Considerações Iniciais
Suponho que um dos primeiros passos em direção a rejeitar o pensamento simplista que em geral
permeia a pedagogia do esporte tradicional está no reconhecimento da complexidade dos fenômenos. Neste
texto em particular, refiro-me à iniciação esportiva. Por um lado, julgo-a absolutamente complexa -
permeada de unidades, de relações entre essas unidades, de imprevistos, de incertezas, de casualidades e
de diferentes significados -, e, de outro lado, julgo sê-la, em grande parte, excessivamente simplificada pela
pedagogia do esporte.
Em linhas gerais, a pedagogia do esporte na infância sustenta uma prática pedagógica que se resume a
intervenções no campo da racionalidade. Quais seriam as possíveis atitudes dos professores de esporte que
ratificariam essa assertiva?
d) Investem na seleção de crianças que atendam às exigências de um modelo de atleta ideal e que
componham as equipes menores de competição;
A meu ver, essa maneira de pensar alimenta a crença de que o esporte obedece a um processo linear
de desenvolvimento, ou seja, que existe a priori uma gênese em que há um ponto de partida e outro de
chegada - o ideal de atleta pretendido.

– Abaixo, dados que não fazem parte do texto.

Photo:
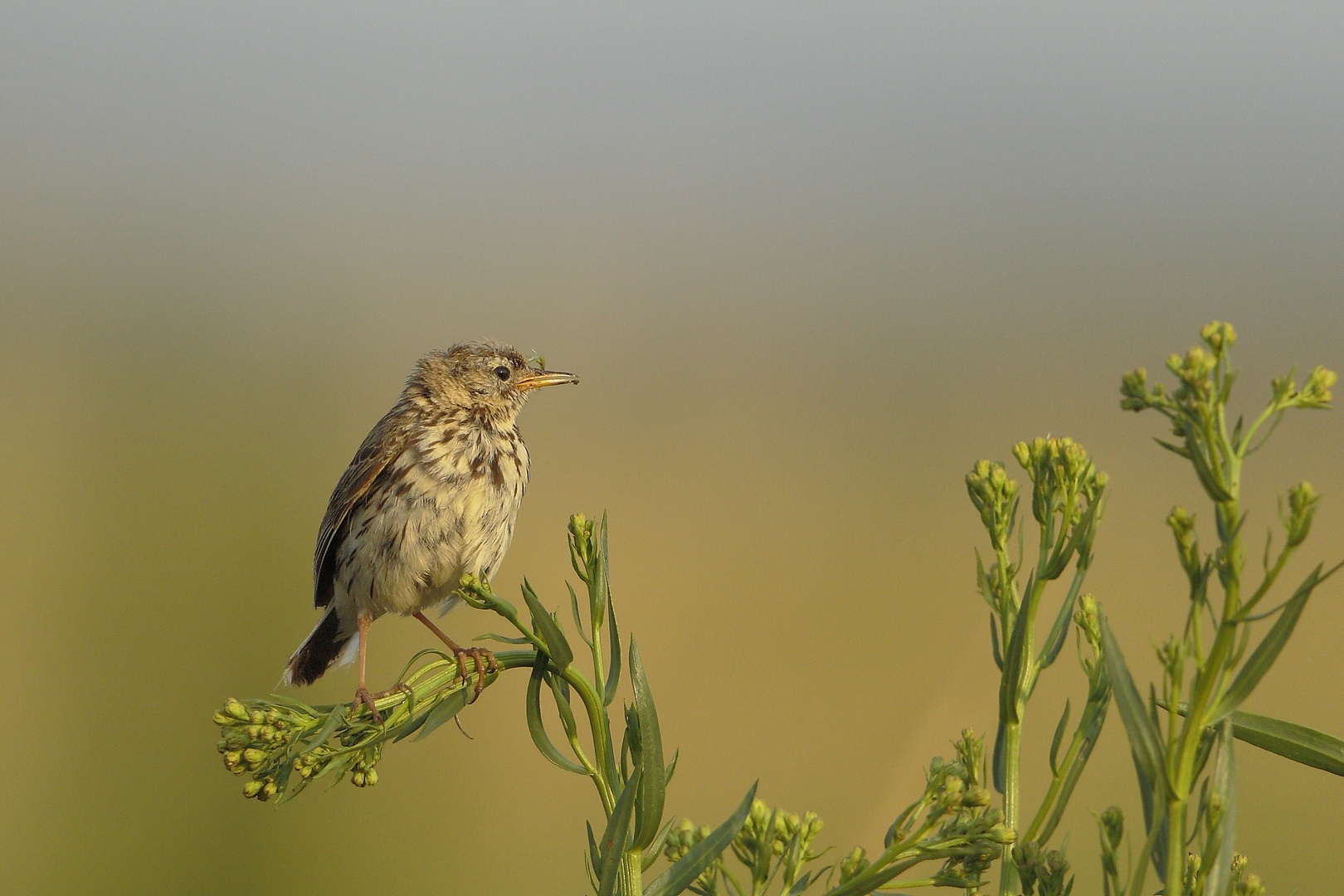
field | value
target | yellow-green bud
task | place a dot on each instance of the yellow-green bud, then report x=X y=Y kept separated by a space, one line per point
x=976 y=796
x=1220 y=336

Por conseqüência, define as tarefas dos professores e das crianças
esportistas: para os primeiros basta que selecionem as segundas e implementem procedimentos
pedagógicos que dêem conta de capacitá-las nas diferentes etapas de treinamento. Às crianças basta que se
submetam às exigências preestabelecidas em cada etapa do treinamento.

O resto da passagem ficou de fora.